A1298C hasn't really been found to be very interesting. It doesn't seem to have much effect on enzymatic activity, and the general consensus is that, especially in simple heterozygotes (those who lack a polymorphism on the other copy of MTHFR, such as C677T), A1298C can be ignored.
If you really want to be thorough, check your homocysteine levels - it's a cheap and fast blood test any doc can order for you. They will see it as a measure of cardiovascular risk. You can also get a lot more info by getting a 23andme, ancestry, or other similar SNP test and running the results through something like genetic genie (for methylation) or even promethease (which is more like drinking from a fire hose - if you lack a medical background, it will be very hard to interpret it all, and you might get unnecessarily freaked out - that's unlikely with genetic genie, which still gives you good methylation info).

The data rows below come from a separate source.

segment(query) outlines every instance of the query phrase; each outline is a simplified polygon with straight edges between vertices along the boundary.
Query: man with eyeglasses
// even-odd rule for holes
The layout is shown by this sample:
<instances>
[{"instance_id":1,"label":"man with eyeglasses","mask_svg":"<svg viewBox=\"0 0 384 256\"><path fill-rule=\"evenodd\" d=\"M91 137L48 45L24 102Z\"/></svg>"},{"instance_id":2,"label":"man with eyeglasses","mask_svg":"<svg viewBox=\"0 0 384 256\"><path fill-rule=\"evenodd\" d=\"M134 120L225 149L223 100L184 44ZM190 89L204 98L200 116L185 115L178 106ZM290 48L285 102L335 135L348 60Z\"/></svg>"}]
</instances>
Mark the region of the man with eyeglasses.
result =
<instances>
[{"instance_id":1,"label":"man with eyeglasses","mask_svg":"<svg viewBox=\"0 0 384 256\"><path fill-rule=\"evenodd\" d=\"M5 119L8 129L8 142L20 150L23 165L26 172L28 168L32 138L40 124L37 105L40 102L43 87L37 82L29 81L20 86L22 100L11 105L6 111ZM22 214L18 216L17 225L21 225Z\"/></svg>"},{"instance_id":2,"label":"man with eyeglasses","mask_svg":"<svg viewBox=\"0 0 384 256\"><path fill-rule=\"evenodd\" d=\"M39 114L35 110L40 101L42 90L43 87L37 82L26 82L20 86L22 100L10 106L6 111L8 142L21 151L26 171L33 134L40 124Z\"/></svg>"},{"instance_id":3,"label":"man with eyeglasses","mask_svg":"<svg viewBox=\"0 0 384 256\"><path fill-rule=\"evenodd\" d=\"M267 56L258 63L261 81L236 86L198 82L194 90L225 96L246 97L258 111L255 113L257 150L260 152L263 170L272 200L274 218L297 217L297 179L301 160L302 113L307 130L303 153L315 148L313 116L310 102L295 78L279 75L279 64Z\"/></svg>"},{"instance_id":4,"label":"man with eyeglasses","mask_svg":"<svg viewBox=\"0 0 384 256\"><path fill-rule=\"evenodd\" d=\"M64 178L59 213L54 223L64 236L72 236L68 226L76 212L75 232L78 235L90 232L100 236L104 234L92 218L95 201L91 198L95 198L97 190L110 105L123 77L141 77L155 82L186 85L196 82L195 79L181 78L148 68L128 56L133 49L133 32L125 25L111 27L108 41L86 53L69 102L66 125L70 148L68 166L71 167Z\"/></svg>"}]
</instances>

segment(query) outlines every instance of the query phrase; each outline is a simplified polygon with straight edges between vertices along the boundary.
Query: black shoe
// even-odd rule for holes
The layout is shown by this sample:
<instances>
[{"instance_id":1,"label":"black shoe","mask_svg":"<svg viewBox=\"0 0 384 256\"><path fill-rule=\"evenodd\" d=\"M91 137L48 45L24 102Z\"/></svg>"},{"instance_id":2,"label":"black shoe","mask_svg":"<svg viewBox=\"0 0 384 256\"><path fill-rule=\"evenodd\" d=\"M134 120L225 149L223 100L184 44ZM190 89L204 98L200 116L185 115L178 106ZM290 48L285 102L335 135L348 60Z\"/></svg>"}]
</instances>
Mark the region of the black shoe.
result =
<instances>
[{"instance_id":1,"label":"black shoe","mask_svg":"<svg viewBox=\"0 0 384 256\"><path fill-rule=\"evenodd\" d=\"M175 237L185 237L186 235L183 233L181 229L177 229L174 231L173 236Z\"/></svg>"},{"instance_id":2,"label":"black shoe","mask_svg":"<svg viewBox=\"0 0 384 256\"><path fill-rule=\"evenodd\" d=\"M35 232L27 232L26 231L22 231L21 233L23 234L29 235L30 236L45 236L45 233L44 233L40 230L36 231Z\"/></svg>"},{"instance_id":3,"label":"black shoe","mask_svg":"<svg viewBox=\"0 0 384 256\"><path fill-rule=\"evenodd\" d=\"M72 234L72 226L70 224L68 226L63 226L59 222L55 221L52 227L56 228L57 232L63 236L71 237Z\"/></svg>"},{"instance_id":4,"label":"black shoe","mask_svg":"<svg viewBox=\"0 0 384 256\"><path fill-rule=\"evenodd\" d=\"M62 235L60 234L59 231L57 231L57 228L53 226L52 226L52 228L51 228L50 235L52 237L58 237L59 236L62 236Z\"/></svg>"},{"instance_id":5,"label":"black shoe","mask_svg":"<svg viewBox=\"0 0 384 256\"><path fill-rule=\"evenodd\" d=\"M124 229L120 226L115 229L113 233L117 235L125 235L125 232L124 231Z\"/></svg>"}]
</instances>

My dad is a compound heterozygote in MTHFR (one allele from one parent is A1298C, and the other is C677T). Phenotypically, he is in excellent health in his late 60's, still working full time, and without any history of major chronic illness (no heart disease, no cancer, no diabetes, normal bp, normal blood lipids, no autoimmune disease, no inflammatory markers, normal major organ function, etc.)
I think more genetic testing is generally a good thing for any patient with ME, but based on the A1298C heterozygosity alone, I wouldn't be worried enough to do anything at all.